Yeah, I know how you feel all too well. I'm coming to the end of term and I feel like I've achieved nothing. I was doing fine until mid February and after that, I missed so many classes. I simply haven't felt up to explaining why to my tutors/lecturers. They do know a bit about my health but not the full scale. It's the same as what you said - I just kinda fucked up. I simply don't have the energy to write emails to people trying to explain what's going on. I want to hide in bed until the end of term and forget about it all.

As for your counsellor, she probably didn't mean to sound so accusing or mean. I think she just wants you to really think about why you're doing teaching - even though you probably have, many times, I guess she needs to know why.

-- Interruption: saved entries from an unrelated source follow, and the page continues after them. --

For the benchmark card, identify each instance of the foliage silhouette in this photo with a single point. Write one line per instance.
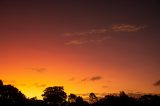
(55, 96)
(72, 98)
(11, 95)
(92, 98)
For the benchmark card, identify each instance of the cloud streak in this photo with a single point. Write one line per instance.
(157, 83)
(99, 35)
(126, 28)
(38, 69)
(96, 78)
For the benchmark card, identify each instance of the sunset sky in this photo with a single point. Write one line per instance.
(101, 46)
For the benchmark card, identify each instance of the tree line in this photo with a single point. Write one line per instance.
(56, 96)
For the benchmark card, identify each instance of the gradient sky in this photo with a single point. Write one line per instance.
(100, 46)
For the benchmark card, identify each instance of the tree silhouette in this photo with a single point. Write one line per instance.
(72, 98)
(11, 95)
(92, 98)
(1, 83)
(54, 95)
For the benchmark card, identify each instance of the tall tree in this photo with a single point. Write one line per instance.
(54, 95)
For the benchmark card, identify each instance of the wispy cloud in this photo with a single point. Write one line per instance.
(99, 35)
(76, 42)
(38, 69)
(39, 85)
(95, 78)
(104, 86)
(84, 79)
(87, 33)
(157, 83)
(126, 28)
(71, 79)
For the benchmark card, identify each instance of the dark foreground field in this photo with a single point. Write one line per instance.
(55, 96)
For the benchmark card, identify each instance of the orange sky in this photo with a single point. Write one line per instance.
(89, 48)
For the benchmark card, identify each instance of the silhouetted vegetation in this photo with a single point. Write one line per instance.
(55, 96)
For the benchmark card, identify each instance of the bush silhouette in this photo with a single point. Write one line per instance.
(54, 95)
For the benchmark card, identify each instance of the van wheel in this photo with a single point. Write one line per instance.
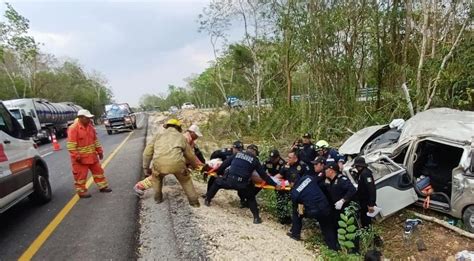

You can fix the damage. People will understand. Your health always has to come before university and all you can do is try and keep people informed as to what's going on. Don't be embarrassed or scared to ask for help. I need to ask for an extension for an essay that's due on Friday and I know I should have asked for one before now, but I didn't. There's not much I can do about that but I need more time and that's it. Someone else already mentioned it, but if you have an advisor or professor that you can talk to, do it. Look after yourself first. It's not the end of the world if you need time off from your placement then take it. I know the PGCE is a very difficult course to get into, nevermind the workload. All it takes is one last push to get to the finish line. I know that's easier said than done. I know people without anxiety and depression who have struggled with the PGCE and dropped out, so you've done really well so far.